5.2 magnitude quake largest in UK since 1984.

One week after an earthquake rocked the north of England and Wales, insurers are still assessing the damage, said to be in the region of tens of millions.

The ABI said that given the size of the earthquake, damage was minimal, mainly toppling chimneys and causing cracks to buildings.

Risk Management Solutions has put a more specific figure on the damage, estimating it to be as high as £30m.

Risk modelling company AIR Worldwide said the earthquake, which took place on 27 February, was the largest since 1984, measuring 5.2 on the Richter scale.

AIR Worldwide managing director Milan Simic said: “Although as many as 200 earthquakes are recorded across the country each year, these are typically very low magnitude and most are not felt.

“As a result, the housing stock in England is not designed to be earthquake resilient.
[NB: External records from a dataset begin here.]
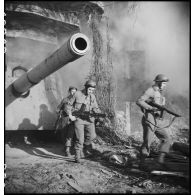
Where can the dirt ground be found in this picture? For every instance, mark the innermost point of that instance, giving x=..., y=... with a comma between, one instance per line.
x=43, y=168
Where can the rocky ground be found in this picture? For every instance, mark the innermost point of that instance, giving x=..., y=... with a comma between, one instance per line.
x=43, y=168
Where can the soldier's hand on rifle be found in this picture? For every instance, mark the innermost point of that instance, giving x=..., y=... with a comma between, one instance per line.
x=152, y=108
x=72, y=118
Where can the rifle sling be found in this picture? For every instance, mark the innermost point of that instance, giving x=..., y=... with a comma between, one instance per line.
x=159, y=128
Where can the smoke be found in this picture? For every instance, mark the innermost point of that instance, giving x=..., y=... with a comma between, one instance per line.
x=161, y=29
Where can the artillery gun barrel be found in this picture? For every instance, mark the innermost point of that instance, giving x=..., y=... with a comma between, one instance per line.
x=76, y=46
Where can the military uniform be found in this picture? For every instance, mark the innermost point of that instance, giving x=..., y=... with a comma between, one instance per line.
x=84, y=127
x=67, y=125
x=151, y=118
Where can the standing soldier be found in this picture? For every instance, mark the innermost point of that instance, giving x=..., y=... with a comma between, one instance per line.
x=66, y=126
x=152, y=120
x=84, y=127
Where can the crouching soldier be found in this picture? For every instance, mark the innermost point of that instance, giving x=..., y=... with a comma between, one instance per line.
x=84, y=101
x=66, y=125
x=152, y=120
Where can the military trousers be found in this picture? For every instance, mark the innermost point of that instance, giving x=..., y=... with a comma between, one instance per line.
x=69, y=131
x=85, y=133
x=150, y=130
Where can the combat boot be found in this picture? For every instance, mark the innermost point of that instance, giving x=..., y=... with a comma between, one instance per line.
x=67, y=151
x=89, y=151
x=78, y=156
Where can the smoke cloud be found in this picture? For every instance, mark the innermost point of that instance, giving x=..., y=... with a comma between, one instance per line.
x=161, y=29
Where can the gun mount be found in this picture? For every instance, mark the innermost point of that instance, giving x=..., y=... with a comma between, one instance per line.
x=76, y=46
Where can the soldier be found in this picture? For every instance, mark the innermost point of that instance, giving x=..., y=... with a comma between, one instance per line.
x=152, y=118
x=84, y=127
x=67, y=126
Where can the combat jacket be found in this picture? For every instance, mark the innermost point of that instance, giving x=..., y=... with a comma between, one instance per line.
x=63, y=103
x=152, y=94
x=82, y=102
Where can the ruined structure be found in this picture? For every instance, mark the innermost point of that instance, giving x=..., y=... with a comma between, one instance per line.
x=34, y=30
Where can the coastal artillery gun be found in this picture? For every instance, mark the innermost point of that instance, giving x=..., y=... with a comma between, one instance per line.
x=26, y=105
x=76, y=46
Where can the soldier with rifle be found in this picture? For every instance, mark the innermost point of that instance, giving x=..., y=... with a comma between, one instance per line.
x=152, y=104
x=82, y=109
x=63, y=123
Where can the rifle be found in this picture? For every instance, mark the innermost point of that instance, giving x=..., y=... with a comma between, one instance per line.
x=162, y=108
x=87, y=114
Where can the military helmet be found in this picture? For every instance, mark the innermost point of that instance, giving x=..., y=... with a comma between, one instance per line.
x=71, y=87
x=90, y=83
x=161, y=78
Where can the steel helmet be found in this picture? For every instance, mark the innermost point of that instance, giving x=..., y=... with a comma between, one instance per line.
x=72, y=87
x=90, y=83
x=161, y=78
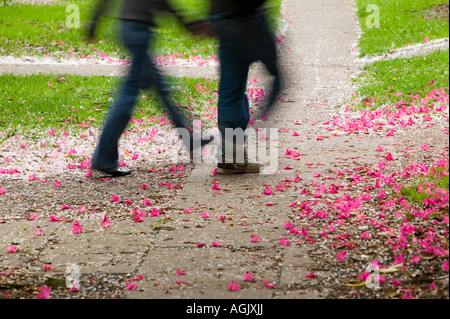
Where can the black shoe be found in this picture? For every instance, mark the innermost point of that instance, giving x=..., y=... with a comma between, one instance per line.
x=203, y=142
x=119, y=172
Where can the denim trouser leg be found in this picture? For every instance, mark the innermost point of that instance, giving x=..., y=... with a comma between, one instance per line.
x=242, y=41
x=136, y=37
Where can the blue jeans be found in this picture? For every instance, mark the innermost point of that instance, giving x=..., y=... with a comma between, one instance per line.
x=143, y=74
x=242, y=41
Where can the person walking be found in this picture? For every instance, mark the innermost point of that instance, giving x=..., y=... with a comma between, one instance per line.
x=137, y=34
x=244, y=35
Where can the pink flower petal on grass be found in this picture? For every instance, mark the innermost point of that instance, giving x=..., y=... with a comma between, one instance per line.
x=233, y=286
x=204, y=214
x=180, y=273
x=270, y=286
x=44, y=292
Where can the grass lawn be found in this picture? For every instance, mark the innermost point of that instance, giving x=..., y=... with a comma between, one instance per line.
x=425, y=187
x=37, y=102
x=394, y=80
x=41, y=30
x=401, y=22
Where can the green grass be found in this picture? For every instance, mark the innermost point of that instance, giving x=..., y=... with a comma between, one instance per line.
x=32, y=30
x=29, y=103
x=401, y=22
x=385, y=80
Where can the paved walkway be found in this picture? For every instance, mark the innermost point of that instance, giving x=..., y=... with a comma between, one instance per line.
x=314, y=75
x=318, y=61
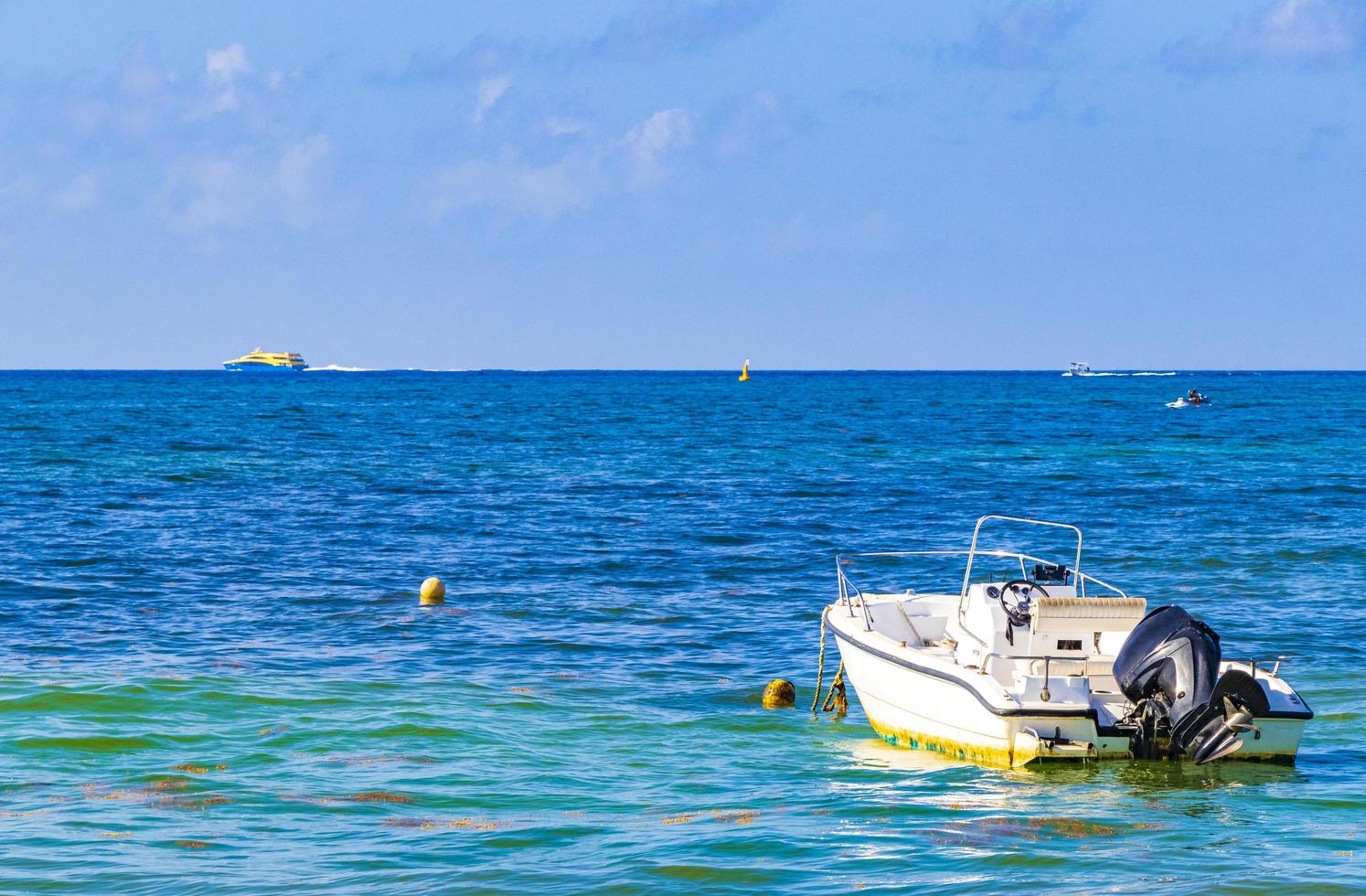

“AIR Worldwide engineers expect to see toppled chimneys, cracked plaster and other low-level damage to residential structures from this event. Engineered commercial structures are expected to fare far better,” Simic said.

The largest earthquake ever recorded in the UK took place 100km north-east of this latest quake and measured 6.1 on the Richter scale, said Simic.

Last April an earthquake hit Kent and damaged hundreds of homes and disrupted power to thousands more.